Y negué por último a The Beatles todas las veces que me apunté a esa manida afirmación de que eran mejor The Rolling Stones porque eran más complejos y más malos. Más complejos... Tal vez. Pattie Boyd, aquella que tenía algo en la manera de moverse que atraía a George Harrison más que ninguna otra, escribe mucho en sus memorias -Un maravilloso presente (Circe, 2008)- sobre el pretendido candor de The Beatles frente a la maldad del quinteto de Richmond. Y la complejidad no es en sí misma ningún mérito frente a la sencillez, máxime si ésta es tan hermosa como I Feel Fine (1964).

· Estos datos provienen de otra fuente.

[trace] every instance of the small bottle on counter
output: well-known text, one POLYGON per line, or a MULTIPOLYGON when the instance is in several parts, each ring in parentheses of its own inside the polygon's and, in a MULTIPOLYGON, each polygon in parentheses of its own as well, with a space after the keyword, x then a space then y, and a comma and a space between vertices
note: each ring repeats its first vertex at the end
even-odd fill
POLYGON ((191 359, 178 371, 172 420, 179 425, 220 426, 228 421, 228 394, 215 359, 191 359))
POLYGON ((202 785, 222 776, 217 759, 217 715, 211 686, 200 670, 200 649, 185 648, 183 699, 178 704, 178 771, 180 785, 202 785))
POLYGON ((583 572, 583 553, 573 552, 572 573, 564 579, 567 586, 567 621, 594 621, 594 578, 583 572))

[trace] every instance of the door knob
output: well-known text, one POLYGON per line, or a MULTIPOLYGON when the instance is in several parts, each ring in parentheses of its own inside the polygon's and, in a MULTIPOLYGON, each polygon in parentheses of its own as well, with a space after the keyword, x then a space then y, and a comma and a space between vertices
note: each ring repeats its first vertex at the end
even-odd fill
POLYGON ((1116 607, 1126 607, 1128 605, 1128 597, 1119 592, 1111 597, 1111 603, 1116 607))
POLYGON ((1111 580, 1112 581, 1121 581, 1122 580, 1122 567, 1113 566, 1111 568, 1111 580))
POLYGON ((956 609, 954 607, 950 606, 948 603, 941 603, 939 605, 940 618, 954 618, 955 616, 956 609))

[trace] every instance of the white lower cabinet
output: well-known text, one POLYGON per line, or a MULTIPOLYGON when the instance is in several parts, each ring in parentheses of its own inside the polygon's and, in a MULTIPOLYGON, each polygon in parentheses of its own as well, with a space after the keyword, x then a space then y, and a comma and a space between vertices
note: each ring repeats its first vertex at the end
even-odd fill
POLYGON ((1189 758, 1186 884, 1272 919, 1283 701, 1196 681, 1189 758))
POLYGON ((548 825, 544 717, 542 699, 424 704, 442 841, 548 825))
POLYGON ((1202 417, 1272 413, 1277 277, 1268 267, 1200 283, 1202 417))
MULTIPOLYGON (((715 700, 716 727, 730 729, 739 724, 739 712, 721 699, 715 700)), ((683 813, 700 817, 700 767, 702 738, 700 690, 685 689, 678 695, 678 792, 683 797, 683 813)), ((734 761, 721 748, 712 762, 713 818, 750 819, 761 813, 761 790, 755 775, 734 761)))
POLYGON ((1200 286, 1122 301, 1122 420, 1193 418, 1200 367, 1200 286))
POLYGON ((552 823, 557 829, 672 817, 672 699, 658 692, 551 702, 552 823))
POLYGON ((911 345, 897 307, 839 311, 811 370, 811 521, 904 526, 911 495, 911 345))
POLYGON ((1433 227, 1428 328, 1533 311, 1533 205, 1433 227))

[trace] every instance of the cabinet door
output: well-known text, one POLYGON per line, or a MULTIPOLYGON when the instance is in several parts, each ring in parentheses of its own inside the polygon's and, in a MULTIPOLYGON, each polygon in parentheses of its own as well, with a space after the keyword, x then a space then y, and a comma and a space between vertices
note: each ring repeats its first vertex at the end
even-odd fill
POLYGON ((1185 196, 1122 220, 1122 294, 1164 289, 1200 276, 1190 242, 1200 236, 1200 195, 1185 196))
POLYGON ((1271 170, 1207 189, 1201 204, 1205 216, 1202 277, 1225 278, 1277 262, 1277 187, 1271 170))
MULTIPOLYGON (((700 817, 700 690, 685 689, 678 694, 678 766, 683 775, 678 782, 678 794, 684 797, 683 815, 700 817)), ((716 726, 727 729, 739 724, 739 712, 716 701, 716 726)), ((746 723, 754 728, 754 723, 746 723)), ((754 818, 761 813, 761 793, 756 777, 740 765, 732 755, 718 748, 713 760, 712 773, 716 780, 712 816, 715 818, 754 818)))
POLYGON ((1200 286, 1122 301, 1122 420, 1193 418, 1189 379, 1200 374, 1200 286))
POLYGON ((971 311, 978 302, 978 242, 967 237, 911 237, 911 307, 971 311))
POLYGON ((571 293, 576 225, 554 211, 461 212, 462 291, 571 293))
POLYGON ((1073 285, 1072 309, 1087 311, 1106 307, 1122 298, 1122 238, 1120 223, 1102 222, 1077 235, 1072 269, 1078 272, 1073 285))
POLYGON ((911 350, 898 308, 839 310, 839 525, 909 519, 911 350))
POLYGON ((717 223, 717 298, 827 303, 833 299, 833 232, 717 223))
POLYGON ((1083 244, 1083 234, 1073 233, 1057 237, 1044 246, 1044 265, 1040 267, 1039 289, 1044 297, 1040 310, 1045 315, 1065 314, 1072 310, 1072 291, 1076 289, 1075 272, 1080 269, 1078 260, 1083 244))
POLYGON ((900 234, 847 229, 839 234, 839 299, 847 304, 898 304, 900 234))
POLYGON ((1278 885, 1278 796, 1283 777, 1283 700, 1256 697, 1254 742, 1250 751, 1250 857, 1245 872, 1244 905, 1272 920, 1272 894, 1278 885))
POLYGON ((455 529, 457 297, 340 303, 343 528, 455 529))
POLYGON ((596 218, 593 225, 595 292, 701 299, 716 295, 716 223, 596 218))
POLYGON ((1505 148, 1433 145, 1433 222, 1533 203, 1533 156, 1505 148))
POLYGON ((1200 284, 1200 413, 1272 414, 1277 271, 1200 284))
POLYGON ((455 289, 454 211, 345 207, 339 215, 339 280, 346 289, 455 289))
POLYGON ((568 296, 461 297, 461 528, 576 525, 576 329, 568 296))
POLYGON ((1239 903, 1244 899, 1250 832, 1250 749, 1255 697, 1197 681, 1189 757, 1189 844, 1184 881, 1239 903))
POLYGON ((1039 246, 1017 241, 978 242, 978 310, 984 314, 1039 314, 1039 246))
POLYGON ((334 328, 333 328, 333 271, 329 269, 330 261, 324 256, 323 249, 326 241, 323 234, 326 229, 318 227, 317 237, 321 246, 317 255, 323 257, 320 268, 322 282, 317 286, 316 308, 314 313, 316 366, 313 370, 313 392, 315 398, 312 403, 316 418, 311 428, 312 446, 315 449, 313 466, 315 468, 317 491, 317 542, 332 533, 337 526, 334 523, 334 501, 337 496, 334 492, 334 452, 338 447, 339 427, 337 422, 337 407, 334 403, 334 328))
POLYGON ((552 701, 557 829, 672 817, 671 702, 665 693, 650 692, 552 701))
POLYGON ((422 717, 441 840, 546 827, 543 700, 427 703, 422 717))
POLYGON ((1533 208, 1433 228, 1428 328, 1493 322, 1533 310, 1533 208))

Ahora, que de todo hace tanto tiempo que aquellas imágenes de la modernidad del Swingin London también se han quedado viejas; ahora, hasta el amor al rock, como el don poético, ha resultado ser un fulgor juvenil. Bien es verdad que en mí la llama ardió hasta los cincuenta años. Pero en puridad, el rock es un asunto juvenil. De hecho, perdió su identidad cuando dejó de gustar mayoritariamente a los jóvenes. Con Mefistófeles no pactaron la juventud eterna ni los Stones. Se registra la misma obscenidad en el viejo roquero que en los poetas ancianos.
Pues bien, es ahora cuando The Beatles me siguen pareciendo la mejor introducción a la que junto al cine fue la manifestación cultural más importante del amado siglo XX: el rock. Y en este nefasto siglo XXI es tan grato recordar cuánto amamos al rock que ya sería bastante para no volver a negar al cuarteto de Liverpool como se niega a un dios en el que se creyó. Y volver a gritar una vez más: ¡Larga vida al rock & roll!
Publicado el 12 de abril de 2020 a las 04:30.